Bullet New laws have had a dramatic impact on sentencing for serious or violent juvenile offenders
Figure 13 A trend away from traditional juvenile dispositions is emerging

Juvenile court dispositions were traditionally based on the offender's individual characteristics and situation. Dispositions were frequently indeterminate and generally had rehabilitation as a primary goal. As many States have shifted the purpose of juvenile court away from rehabilitation and toward punishment, accountability, and public safety, the emerging trend is toward dispositions based more on the offense than the offender. Offense-based dispositions tend to be determinate and proportional to the offense; retribution and deterrence replace rehabilitation as the primary goal.

Many State legislatures have changed disposition and sentencing options

From 1992 through 1997, statutes requiring mandatory minimum periods of incarceration for certain violent or serious offenders were added or modified in 16 States.
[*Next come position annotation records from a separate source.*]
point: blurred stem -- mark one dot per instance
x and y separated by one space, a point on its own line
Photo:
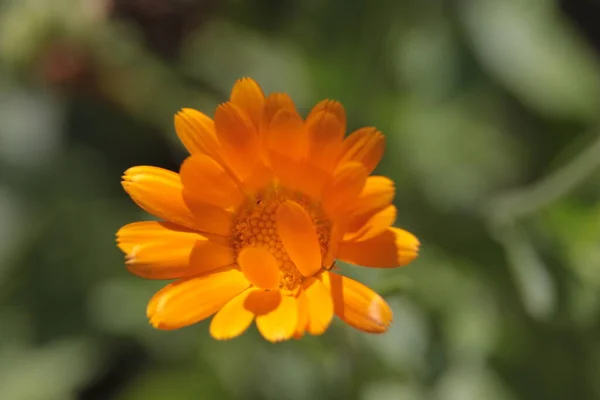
512 206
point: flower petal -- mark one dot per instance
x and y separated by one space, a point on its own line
326 125
274 103
191 300
357 305
203 178
299 237
158 250
249 97
197 132
159 192
365 145
239 139
303 315
393 248
375 225
287 135
276 314
233 319
377 194
346 184
319 304
208 256
208 218
260 267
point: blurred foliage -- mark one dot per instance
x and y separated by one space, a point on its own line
490 110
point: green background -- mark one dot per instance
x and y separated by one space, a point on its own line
490 108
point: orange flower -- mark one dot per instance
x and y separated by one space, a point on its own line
258 214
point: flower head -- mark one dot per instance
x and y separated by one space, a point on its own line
253 222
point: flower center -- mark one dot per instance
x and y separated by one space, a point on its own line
255 225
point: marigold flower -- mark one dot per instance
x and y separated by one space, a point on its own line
257 216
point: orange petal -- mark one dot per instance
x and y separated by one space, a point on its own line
233 319
393 248
158 250
239 139
249 97
287 135
375 225
302 315
299 237
319 304
260 267
331 106
365 145
274 103
197 132
335 237
276 314
357 305
257 180
346 184
209 256
208 218
159 192
204 179
326 129
191 300
377 194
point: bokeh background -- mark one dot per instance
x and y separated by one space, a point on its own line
491 110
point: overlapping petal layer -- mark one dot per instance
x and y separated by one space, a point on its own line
258 213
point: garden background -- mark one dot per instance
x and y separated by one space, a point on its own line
491 112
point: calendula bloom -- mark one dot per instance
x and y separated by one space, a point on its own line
259 212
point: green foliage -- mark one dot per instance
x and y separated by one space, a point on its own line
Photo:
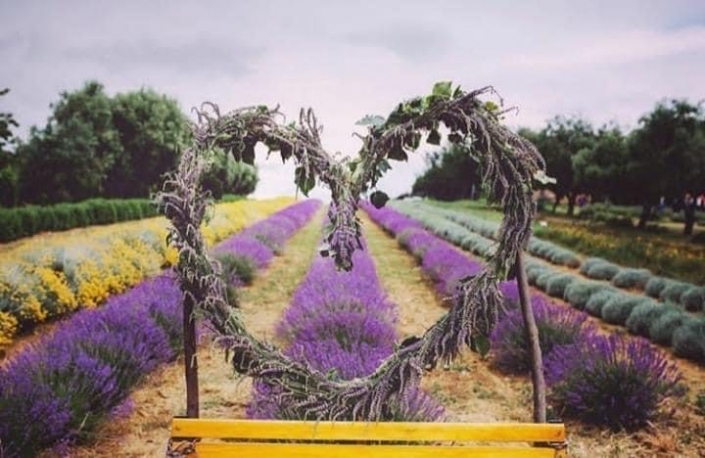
597 300
618 308
152 131
29 220
379 199
70 158
655 285
226 175
665 152
693 299
700 403
556 285
453 173
600 167
599 269
237 267
689 340
662 328
578 292
97 146
673 290
632 278
642 316
558 143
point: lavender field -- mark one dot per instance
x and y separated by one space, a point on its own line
98 381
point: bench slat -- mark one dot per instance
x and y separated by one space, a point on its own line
384 431
261 450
States have also raised the maximum age of the juvenile court's continuing jurisdiction over juvenile offenders. Such laws allow juvenile courts to order dispositions that extend beyond the upper age of original jurisdiction, most often to age 21. From 1992 through 1997, 17 States extended their age limit for delinquency dispositions.

Perhaps the most dramatic change will result from "blended sentences." Blended sentencing statutes, which allow courts to impose juvenile and/or adult correctional sanctions on certain young offenders, were in place in 20 States at the end of 1997.